Other than oracles (detailed below), libfive and Antimony’s kernels mostly overlap, but libfive should be faster and more robust in doing all the things that they have in common.
The philosophical change is that libfive is meant as infrastructure, rather than as part of a specific end-user application. I’ve built a minimal GUI around it, but that’s just an example, and there are other projects (both commercial and open-source) that are using the kernel for other things.
Part of being infrastructure is robustness. Antimony’s geometry kernel has a
handful of tests; libfive has over a hundred test cases that make tens of thousands of assertions.
I’ve gotten rid of the string-based representation of math trees (both old and new syntax), and replaced it with constructing the trees directly with overloaded C++ classes. This is minor, but it makes the build progress a lot less messy, because I don’t have to wrangle lemon + flex to do the parser generation.
The kernel itself is still based on f-reps, but I’ve put a ton of time into making the meshing fast and robust, so you can use meshes for quick previews (rather than Antimony’s voxel rendering). The meshes that come out are watertight, hierarchical, topologically manifold, and preserve sharp features. It's not perfect, but it’s a very strong open-source f-rep mesher.

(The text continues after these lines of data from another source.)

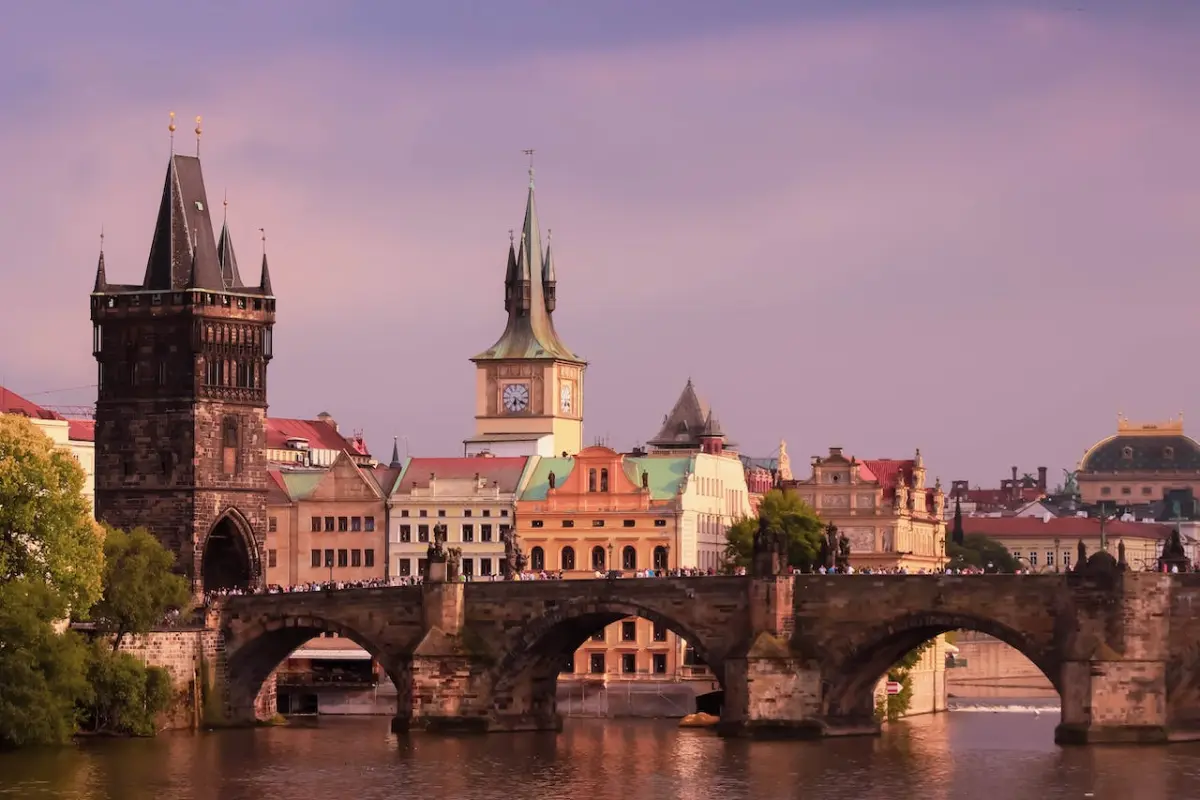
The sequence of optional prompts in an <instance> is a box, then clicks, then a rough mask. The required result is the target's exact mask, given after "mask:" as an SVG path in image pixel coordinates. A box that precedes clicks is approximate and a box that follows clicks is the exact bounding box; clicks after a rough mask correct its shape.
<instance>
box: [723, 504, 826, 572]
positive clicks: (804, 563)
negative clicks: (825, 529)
mask: <svg viewBox="0 0 1200 800" xmlns="http://www.w3.org/2000/svg"><path fill="white" fill-rule="evenodd" d="M760 519H766V521H767V524H768V525H770V527H774V528H776V529H778V530H782V531H784V533H785V534H786V535H787V564H788V566H792V567H796V569H798V570H802V571H804V572H808V571H810V570H812V567H814V565H815V564H816V563H817V559H818V557H820V553H821V539H822V536H823V533H824V527H823V525H822V523H821V518H820V517H818V516H817V513H816V511H814V510H812V507H811V506H810V505H809V504H806V503H805V501H804V500H802V499H800V497H799V495H798V494H796V493H794V492H788V491H786V489H772V491H770V492H767V494H764V495H763V498H762V503H761V504H760V505H758V516H757V517H746V518H744V519H739V521H737V522H736V523H733V525H731V527H730V529H728V530H727V531H726V534H725V536H726V543H725V558H726V560H727V561H728V563H730V564H732V565H734V566H744V567H749V566H750V563H751V561H752V560H754V535H755V533H757V530H758V522H760Z"/></svg>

I’ve also added a universal backdoor to the f-rep paradigm: if you’re using the kernel at the C++ level, you can build black-box “oracles”, which plug into the f-rep tree, but do arbitrary computations. This is a good way to work around the limitations of pure math trees. There aren’t many open-source examples of oracles (yet), but commercial users have been using them to interface with other, non-f-rep model representations.